THE government is reviewing the current sports development policy which has been in force for the past 15 years.
The process is in the initial stages and is coordinated by the director of Policy and Planning in the Ministry of Information, Culture and Sports, Gasper Mwambezi.
The ministry's assistant director of sports, Juliana Yassoda, who is responsible for policy matters, told THISDAY last week it will take some time to come up with a new policy that will facilitate smooth running of sports in the country.
The current policy was launched in 1995 by the then Minister for Education and Culture, Professor Philemon Sarungi, after 10 years of preparations.
“The world has changed drastically in the last 15 years.
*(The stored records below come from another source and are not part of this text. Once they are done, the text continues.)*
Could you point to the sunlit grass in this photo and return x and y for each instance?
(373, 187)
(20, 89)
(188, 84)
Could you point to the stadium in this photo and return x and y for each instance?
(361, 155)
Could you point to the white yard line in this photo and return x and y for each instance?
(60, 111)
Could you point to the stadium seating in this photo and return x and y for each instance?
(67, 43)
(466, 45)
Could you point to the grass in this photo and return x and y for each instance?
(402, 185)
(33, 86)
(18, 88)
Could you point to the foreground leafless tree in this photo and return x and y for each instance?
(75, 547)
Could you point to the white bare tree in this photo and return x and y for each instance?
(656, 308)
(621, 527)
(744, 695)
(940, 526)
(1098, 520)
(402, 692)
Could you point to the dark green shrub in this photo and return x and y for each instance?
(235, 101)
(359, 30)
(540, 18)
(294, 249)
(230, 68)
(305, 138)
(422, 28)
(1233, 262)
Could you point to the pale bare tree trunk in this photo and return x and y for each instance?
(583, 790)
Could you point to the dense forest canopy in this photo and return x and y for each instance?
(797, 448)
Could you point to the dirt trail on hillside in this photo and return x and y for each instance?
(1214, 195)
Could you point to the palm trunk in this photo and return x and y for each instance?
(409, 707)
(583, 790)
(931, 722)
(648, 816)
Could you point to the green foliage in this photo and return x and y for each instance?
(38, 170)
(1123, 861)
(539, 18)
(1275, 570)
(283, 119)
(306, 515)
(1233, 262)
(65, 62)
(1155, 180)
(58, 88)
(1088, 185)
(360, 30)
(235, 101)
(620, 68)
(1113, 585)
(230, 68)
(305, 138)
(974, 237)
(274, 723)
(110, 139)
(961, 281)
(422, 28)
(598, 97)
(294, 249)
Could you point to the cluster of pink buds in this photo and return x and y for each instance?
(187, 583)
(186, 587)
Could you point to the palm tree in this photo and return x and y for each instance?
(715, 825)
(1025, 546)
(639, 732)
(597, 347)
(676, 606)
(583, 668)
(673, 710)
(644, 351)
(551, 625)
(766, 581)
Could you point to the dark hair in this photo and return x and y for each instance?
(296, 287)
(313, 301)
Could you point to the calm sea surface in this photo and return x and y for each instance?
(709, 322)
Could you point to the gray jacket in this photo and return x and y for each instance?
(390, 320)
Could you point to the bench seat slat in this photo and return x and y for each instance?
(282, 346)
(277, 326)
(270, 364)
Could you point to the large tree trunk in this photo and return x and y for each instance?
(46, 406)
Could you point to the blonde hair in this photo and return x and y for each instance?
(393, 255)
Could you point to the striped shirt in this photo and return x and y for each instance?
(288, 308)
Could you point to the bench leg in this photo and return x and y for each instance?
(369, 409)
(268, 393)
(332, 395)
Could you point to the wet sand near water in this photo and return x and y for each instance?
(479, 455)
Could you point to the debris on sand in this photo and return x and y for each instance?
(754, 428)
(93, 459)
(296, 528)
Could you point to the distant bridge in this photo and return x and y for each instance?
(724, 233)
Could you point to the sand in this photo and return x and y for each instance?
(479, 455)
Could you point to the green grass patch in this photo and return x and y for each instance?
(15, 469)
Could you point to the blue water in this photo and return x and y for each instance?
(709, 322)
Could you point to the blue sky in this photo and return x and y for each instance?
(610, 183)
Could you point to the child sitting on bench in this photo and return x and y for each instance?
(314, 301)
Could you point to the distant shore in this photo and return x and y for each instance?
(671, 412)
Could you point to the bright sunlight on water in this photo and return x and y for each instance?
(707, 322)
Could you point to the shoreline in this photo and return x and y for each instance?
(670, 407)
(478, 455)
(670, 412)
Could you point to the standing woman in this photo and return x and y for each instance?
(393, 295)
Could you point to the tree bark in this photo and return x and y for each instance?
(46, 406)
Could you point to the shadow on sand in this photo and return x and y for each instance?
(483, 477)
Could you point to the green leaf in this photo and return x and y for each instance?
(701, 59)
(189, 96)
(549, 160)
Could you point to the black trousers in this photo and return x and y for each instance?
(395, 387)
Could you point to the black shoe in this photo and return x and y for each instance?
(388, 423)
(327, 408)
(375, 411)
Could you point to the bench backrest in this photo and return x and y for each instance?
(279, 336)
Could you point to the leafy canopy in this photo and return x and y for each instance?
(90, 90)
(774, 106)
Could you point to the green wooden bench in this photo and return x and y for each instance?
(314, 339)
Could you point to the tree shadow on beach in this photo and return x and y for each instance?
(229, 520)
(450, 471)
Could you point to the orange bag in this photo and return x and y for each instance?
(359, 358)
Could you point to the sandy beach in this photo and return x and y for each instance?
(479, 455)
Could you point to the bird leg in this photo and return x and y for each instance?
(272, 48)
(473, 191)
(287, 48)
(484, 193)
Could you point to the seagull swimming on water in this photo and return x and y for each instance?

There have been so many social, political and economic changes,” Yassoda said.
“Sports has not been left behind, so we need to have an effective up-to-date policy that will enable sports administrators in the country to face new challenges,” she added.
Yassoda said a second draft of the new policy was prepared in Tanga last month by officials from the ministry, National Sports Council (NSC) and heads of zonal sports centres.
“We met for three days (May 26-28) in Tanga on the sidelines of the ministry's Workers Council and prepared the second draft,” she said.
“We have also consulted sports policies of other countries like the United Kingdom, Canada, Malaysia and Botswana,” she added.
The draft will soon be submitted to Mwambezi for review and later sports stakeholders' views will be sought.
Yassoda said they want to involve all sports stakeholders in the process so as to come up with a tangible policy.
We'll seek views from the public, sports experts, national, regional and district sports associations as well as clubs,” Yassoda said.
She said several new developments in the local and international sports arena have necessitated the need for Tanzania to have a new sports development policy.
“Previously, we had amateur sports in Tanzania but now we're semi-professional and some of our soccer players are real professionals,” Yassoda said.
In addition, most of the national soccer associations have now become federations and their constitutions have changed, too.
“We, therefore, need to have a new sports development policy that will accommodate these changes,” she added.